Once again, the world changes....
I wander into my alternate universe, wondering if I still belong.
For the first time since I was destroyed (uplifted, cherished and rebuilt), I transformed into Mimi. The makeup was easy, the costume second nature, the persona barely a breath away from myself.
Yet the whole thing was akin to putting on a set of clothes that don't fit.
Or belong to someone else? Is that it? Is Mimi part of my past, rather than my future?
Perhaps it was more like wearing jeans again after months in maternity clothes. What are these strange seams, these buttons pressing against soft underbelly flesh?
It begins well. The first person I see is one of my favorites, pulling into the parking space next to mine. I am made up and costumed, and so greet him, hug him, without speech, which he does not expect. We enter together, and I follow our contact's instructions as to where to stash unused props and coats, since he asks and I do not.

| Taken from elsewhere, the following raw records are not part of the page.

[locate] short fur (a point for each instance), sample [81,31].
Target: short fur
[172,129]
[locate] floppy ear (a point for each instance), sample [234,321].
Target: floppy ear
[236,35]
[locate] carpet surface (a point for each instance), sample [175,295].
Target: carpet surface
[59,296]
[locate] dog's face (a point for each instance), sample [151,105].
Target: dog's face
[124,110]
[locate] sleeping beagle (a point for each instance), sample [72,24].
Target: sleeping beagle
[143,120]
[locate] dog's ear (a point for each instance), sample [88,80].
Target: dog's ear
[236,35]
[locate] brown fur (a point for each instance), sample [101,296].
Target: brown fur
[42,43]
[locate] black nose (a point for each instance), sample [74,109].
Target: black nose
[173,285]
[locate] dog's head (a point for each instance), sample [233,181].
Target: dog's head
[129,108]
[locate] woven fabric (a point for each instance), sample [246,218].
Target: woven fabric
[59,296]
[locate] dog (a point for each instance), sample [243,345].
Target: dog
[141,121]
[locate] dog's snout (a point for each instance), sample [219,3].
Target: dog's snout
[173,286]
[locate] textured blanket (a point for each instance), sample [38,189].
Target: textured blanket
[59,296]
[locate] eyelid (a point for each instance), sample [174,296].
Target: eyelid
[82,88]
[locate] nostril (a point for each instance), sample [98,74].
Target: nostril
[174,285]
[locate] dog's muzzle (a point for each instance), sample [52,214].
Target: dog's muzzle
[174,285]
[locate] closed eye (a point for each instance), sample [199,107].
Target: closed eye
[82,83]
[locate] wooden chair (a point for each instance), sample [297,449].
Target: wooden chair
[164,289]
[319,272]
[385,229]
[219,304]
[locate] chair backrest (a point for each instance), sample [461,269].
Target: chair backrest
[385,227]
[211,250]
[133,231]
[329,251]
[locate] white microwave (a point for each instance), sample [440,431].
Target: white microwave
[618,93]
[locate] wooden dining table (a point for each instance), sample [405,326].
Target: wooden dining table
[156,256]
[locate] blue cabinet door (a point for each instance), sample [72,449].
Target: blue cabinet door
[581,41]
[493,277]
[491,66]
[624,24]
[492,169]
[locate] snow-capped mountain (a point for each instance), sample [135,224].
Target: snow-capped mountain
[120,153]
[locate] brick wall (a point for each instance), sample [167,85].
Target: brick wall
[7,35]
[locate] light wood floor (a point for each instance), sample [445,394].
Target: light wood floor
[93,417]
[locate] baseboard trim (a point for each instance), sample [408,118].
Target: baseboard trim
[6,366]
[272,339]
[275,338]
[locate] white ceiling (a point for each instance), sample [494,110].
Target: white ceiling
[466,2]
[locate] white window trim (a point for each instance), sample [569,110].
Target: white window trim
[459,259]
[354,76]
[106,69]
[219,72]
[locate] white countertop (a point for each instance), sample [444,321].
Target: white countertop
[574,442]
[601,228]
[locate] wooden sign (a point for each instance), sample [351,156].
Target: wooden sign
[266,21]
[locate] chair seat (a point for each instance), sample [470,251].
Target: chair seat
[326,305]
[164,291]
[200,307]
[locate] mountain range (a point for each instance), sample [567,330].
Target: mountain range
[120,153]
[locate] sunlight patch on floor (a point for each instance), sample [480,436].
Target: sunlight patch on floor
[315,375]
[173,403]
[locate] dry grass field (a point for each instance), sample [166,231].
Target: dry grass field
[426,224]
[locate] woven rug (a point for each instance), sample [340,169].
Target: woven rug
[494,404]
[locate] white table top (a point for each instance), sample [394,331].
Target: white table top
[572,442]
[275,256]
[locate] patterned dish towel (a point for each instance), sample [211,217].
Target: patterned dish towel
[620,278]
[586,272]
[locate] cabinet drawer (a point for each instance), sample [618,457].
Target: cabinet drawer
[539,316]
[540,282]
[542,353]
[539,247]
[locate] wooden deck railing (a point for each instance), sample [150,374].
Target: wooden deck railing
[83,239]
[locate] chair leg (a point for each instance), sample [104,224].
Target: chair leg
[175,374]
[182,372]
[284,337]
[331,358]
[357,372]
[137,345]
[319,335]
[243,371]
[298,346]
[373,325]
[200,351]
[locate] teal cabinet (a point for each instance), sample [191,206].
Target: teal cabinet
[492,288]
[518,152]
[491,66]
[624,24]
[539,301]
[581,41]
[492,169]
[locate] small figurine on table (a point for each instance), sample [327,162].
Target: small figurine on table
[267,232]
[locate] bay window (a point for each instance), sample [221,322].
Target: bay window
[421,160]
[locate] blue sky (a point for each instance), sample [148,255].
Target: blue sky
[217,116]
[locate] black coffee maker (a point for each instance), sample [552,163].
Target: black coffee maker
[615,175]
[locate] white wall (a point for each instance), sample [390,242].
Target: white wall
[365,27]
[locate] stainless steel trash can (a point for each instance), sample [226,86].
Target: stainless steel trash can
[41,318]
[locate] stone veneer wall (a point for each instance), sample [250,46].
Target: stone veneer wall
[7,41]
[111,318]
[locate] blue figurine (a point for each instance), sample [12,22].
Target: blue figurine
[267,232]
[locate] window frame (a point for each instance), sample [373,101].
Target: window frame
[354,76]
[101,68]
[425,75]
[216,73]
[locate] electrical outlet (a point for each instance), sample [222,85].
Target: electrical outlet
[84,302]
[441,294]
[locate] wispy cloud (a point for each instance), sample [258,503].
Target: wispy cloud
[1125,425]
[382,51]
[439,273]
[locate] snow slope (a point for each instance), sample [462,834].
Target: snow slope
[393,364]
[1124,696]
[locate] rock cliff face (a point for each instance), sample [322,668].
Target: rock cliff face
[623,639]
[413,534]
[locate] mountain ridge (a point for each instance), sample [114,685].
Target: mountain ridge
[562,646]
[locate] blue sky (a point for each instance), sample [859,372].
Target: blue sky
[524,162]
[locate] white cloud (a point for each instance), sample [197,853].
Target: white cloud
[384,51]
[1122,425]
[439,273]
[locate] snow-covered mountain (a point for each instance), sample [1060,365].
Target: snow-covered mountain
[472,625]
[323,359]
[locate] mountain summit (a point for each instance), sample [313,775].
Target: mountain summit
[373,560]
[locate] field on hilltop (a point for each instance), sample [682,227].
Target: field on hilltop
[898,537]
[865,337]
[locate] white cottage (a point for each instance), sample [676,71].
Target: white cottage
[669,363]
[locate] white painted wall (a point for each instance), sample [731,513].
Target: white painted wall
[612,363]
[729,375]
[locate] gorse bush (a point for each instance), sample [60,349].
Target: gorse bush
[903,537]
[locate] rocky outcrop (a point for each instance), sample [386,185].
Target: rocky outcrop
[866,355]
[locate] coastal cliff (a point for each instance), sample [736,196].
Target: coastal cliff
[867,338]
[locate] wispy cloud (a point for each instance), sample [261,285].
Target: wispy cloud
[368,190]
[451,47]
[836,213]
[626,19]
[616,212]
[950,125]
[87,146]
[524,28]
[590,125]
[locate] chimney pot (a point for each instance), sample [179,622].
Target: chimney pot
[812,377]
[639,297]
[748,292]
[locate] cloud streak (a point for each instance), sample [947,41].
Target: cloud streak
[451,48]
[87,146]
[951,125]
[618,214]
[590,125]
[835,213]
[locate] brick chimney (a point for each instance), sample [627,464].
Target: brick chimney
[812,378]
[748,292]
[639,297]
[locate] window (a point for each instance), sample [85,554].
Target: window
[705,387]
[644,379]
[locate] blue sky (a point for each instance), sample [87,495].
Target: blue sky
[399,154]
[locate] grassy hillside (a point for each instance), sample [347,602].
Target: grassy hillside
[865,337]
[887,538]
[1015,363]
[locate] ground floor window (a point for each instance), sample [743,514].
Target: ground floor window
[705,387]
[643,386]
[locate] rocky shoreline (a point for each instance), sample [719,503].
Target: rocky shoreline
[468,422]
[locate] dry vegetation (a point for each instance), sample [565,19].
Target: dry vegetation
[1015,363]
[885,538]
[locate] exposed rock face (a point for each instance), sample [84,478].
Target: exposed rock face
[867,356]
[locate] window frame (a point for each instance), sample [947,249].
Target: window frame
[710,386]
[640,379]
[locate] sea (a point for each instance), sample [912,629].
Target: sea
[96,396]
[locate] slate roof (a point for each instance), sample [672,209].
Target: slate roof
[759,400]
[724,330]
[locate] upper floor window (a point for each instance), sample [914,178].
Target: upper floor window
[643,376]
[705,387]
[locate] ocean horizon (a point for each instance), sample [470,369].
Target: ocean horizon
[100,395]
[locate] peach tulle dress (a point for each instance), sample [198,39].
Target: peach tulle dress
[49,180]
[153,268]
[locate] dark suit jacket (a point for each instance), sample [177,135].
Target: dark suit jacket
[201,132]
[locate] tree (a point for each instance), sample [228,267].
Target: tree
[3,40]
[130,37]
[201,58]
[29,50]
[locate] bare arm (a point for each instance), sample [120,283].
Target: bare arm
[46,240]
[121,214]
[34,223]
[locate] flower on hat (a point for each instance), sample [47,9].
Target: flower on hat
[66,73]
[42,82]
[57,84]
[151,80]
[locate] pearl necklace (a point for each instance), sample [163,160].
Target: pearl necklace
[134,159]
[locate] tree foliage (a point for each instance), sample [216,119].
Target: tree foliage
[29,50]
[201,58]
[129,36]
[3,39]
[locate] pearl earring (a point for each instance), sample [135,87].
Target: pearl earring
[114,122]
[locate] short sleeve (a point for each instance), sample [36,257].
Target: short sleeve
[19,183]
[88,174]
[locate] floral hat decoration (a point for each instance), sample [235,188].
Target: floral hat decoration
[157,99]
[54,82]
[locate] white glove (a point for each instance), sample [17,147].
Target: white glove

Mary Ann has hired for this party many of my dearest, nearest and oldest cohorts. Ginny will arrive later. This is a party, perhaps a birthday celebration for a six year old. I am often shocked at the excesses of the exceedingly wealthy, though reluctant to deny the proceeds thereof. There are nearly as many of us (performers) as there are of them (guests). I have been in situations like this before, and carefully tread the line between entertainment and annoyance. Overexposure is a constant concern.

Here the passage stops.